Background: In this study, we evaluated female sex as a risk factor in the off-pump coronary artery bypass (OPCAB), aorta no-touch technique.

Materials And Methods: From February 2001 to November 2005, 1359 patients in our institution underwent isolated coronary revascularization with the pi-circuit technique, which consists of (1) beating heart surgery, (2) OPCAB, (3) no touching of the aorta, (4) use of composite grafts, and (5) arterial revascularization. There were 1159 men (group A) and 200 women (group B). Both groups were compared with respect to preoperative risk factors, intraoperative parameters, and postoperative morbidity and mortality. Follow-up lasted from 4 to 60 months. Data were analyzed with the chi(2) test, the Fisher exact test, the Kaplan-Meier method, and the Cox model of regression analysis.
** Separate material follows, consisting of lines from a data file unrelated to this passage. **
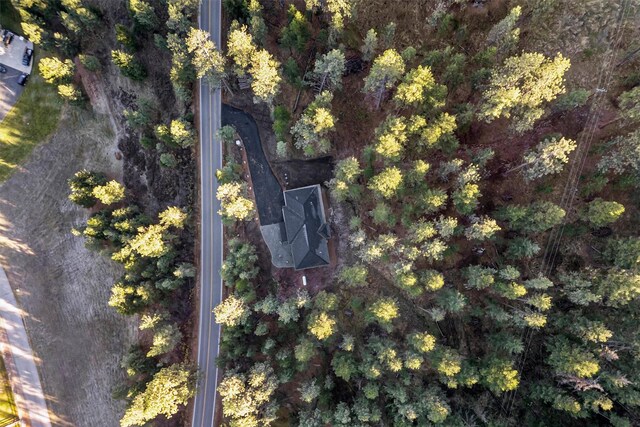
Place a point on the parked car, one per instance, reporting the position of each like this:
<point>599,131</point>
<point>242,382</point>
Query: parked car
<point>26,58</point>
<point>22,79</point>
<point>7,37</point>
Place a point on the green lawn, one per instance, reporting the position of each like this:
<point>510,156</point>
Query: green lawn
<point>33,118</point>
<point>8,412</point>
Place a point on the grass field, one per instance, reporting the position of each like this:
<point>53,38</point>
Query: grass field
<point>8,412</point>
<point>35,115</point>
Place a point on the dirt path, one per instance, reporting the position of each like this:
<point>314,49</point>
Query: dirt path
<point>19,360</point>
<point>62,287</point>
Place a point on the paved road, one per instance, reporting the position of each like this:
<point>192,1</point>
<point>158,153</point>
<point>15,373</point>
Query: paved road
<point>210,232</point>
<point>21,364</point>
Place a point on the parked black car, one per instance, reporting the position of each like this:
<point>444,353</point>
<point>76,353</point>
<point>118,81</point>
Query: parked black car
<point>22,79</point>
<point>26,58</point>
<point>7,36</point>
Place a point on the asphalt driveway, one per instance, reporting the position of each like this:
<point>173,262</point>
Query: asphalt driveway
<point>10,90</point>
<point>267,190</point>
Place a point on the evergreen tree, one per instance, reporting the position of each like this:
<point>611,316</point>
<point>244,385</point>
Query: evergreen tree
<point>369,45</point>
<point>385,72</point>
<point>601,212</point>
<point>328,71</point>
<point>310,131</point>
<point>549,157</point>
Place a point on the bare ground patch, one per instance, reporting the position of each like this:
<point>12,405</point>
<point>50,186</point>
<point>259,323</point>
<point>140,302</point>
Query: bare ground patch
<point>61,285</point>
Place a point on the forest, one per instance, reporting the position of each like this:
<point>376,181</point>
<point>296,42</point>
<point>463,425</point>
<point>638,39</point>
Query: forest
<point>486,161</point>
<point>484,202</point>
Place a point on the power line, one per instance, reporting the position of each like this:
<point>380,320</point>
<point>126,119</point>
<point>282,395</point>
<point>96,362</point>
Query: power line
<point>571,186</point>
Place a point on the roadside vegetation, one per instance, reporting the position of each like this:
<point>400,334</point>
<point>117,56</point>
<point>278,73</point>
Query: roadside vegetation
<point>31,120</point>
<point>34,117</point>
<point>8,410</point>
<point>150,237</point>
<point>455,301</point>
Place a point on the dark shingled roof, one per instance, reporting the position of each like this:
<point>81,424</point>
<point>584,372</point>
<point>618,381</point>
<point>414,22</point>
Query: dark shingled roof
<point>306,227</point>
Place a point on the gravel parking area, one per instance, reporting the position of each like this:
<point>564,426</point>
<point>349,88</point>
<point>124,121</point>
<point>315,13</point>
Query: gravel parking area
<point>11,59</point>
<point>10,90</point>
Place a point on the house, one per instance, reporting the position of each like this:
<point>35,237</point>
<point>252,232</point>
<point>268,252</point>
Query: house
<point>305,227</point>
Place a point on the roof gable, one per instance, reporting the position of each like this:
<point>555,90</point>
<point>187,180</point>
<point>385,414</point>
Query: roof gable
<point>306,227</point>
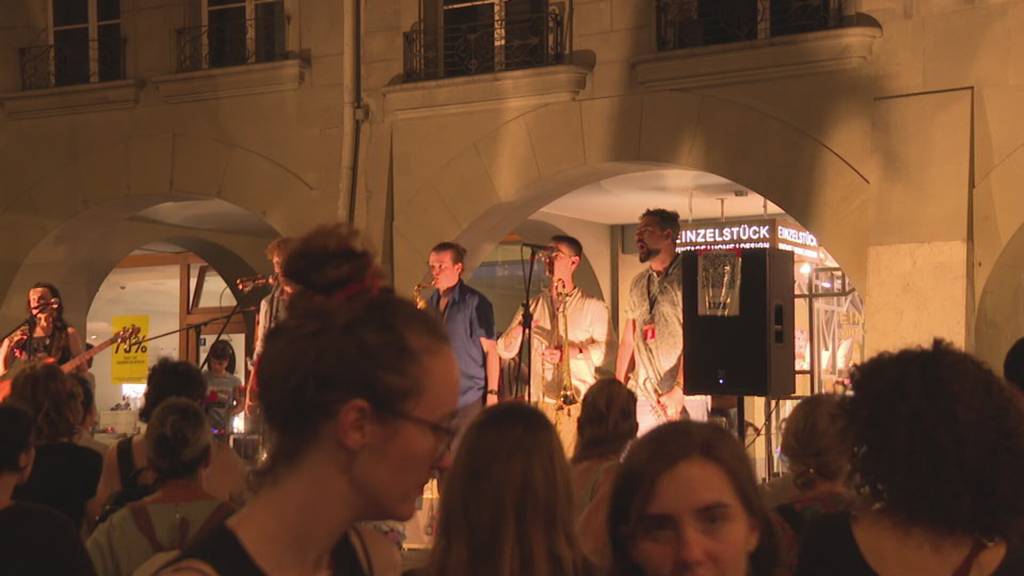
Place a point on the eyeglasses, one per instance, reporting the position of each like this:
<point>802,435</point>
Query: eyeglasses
<point>444,433</point>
Results: Female patients were older (P < .0005) and had higher prevalences of obesity (P < .0005), arterial hypertension (P < .0005), and diabetes (P < .0005). Emergency operations were also more frequent in this group (P < .027). There was no difference between the groups in the preoperative use of an intra-aortic balloon pump (IABP). The 2 groups were not significantly different with respect to 30-day mortality (1.1% versus 4%) or 7-day mortality (0.3% versus 0%). The 2 groups had comparable rates of IABP use postoperatively. Cognitive disturbances and strokes were rarely encountered (0.6% in men and 0.2% in women). In the early postoperative phase, women had more pulmonary complications (P < .014), and survival seemed to favor the male group during the follow-up period (P < .001). Further analysis with the Cox regression model with exclusion of confounding preoperative morbidity factors (more prevalent in group B) showed that the 2 groups had similar survival rates. As a group, women were 1.06 times more likely to die from a cardiac cause than men (P < .897).

Conclusions: The use of the pi-circuit, aorta no-touch technique is equally effective and safe for both sexes. Women are more prone to pulmonary complications in the early postoperative phase. The apparent difference in survival favoring men can be attributed to the higher prevalence of preoperative risk factors in women. In general, we consider the off-pump, aorta no-touch technique an effective method for lowering morbidity and mortality in the relatively high-risk female patient group.